If we frame territorialization as the regulation/maintenance of some boundary, and deterritorialization as the redefining of that boundary (boundary of signification, boundary of environmental familiarity/home, etc.), would a regular/periodic patrolling be the force of territorialization? Would environmental interference (environment here including other animals; dichotomy of system and environment) be a force of deterritorialization; that is the animals reconfiguration of their boundary-of-familiarity is ethological case of deterritorialization. Hell, the redefinition/reconfiguration of anything could be considered deterritorialization, from my understanding.

Another parallel: the theatric concept of rehearsal also seems like a force of territorialization, regulating the boundary of the window-into-the-world-of-the-narrative. I wonder if Deleuze ever goes into that. Improvements/tweaks/adjustments made during the rounds of rehearsals (much like the laps an animal makes in their patrol) grant an ever more precise familiarity with the bounded zone.

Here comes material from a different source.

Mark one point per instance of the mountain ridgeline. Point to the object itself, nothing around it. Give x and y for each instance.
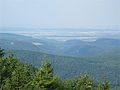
(74, 48)
(100, 58)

Another possibility: perhaps all territories are always-already expanding, if not in the extensive dimension perhaps the intensive one. That is, if we have a set that includes only the integers 5, 6, 7, 8, 9, extensive expansion would push the outer limits of the set to include 4 and 10, while intensive expansion would push the inner limits to include 5.1, 5.9, 6.1, 6.9, 7.1, etc.

Cooped up inner rantings on territory and familiarity - I appreciate the place to spill all this.
 
Last edited:

catalog

Well-known member
This new fitzcarraldo editions book, RAVE, by Rainald Goetz, which i bought on a whim (cos the newsletter about it arrived in my inbox on the same day that sufi posted the guardian story about the manchester and leeds illegal raves) has a funny deleuze bit early on.

I didnt realise it was written in 1998 and is only now being translated. It's pretty good, some Joycean stuff going on. Anyway, here's the (abridged) quote relevant to this thread (could also go in the conceptronica one):

...there's all this mad stupid babble, loads of it, above all in the nightlife, of course, about music. About labels, DJs, styles, lines, sounds. As soon as you post up next to someone who for some reason thinks he's intelligent, you're disappointed to hear him blurt out his super-mega-interesting divergent opinion.

You just don't want to hear it. You've heard it a hundred times, read it a thousand... Electronica, super-serious stuff.

It's boring. Hello! Cut it out!

MIlle Plateaux, I know. A thousand Plateaus, same difference.

Actually just ONE plateau would be enough, if you could scale it completely, one real proper plateau. If you could at least get to the top of one, starting with your basic mental configuration...

That these people, even more so than before, can palm off their mediocre records on a clientele feverish in their perpetual longing for signs from some sort of intelligent resistance by the mere droning repetition of a word like Deleuze.